Hilton Head Island High School art instructor Monique Dobbelaere was planning her curriculum over the summer when she came across the work of Eric Daigh.
Daigh, an American artist who lives in Michigan, is known for his unusual form of art, creating portraits out of pushpins. He takes a photo and breaks down the subject into thousands of pixels, then creates a map that tells him where all the pushpins go.
Red pushpins go in red squares, blue in blue and so forth. Up close, the pushpins look like pushpins, but further away they look like something completely different.
Inspired by French painters Georges Seurat and Paul Signac, pushpin art employs a method called "optical mixing," in which small dots of various colors create an optical illusion.
Dobbelaere was looking for a way to get a variety of students, teachers and parents involved in an art project, and a pushpin portrait seemed perfect.
"The project had to be self-guided in order to work," Dobbelaere said. "And Eric Daigh's technique made sense."
The first step was creating a template in Adobe Photoshop. Then, she began collecting pushpins.
Once school started, Dobbelaere introduced the idea to all the students in the school. They watched a PowerPoint presentation and a video about pushpin art.
The person in the portrait was a mystery in the beginning, and part of the fun of the project was for participants to try to figure out who he was. Clues were displayed next to the project.
Over the next couple of weeks, students began separating the colored pushpins, spray painting the ones that weren't the right colors and beginning the first few rows of the portrait.

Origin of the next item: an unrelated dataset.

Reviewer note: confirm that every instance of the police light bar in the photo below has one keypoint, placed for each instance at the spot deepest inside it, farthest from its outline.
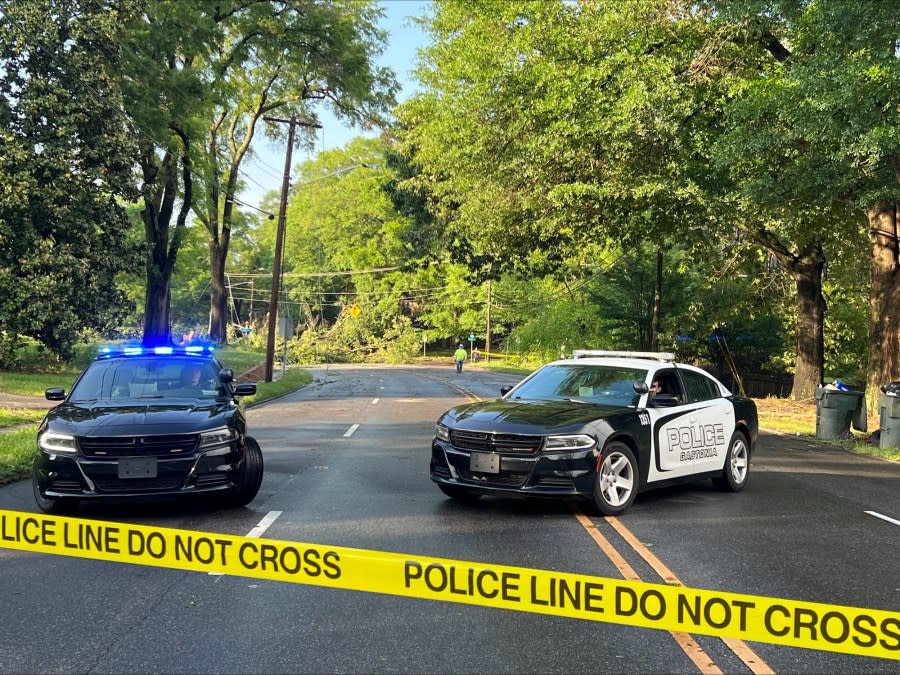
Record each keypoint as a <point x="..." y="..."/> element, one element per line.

After Dobbelaere's art students got the project started, it was moved to the media center, where the rest of the school could participate. Over the past couple of months, people have added pushpins here and there as they passed by the project. Eventually all the pins -- 25,000 in all -- added up to a portrait of the Rev. Martin Luther King Jr.
"MLK as the subject was meant to be significant," Dobbelaere said. "The collaboration required to complete the project echoes him as a symbol of unity."
Senior Ross Dungan said he enjoyed working on the project.
"I think the final product looks really good," he said. "It's just a really different form of art. It just really attracts the eye."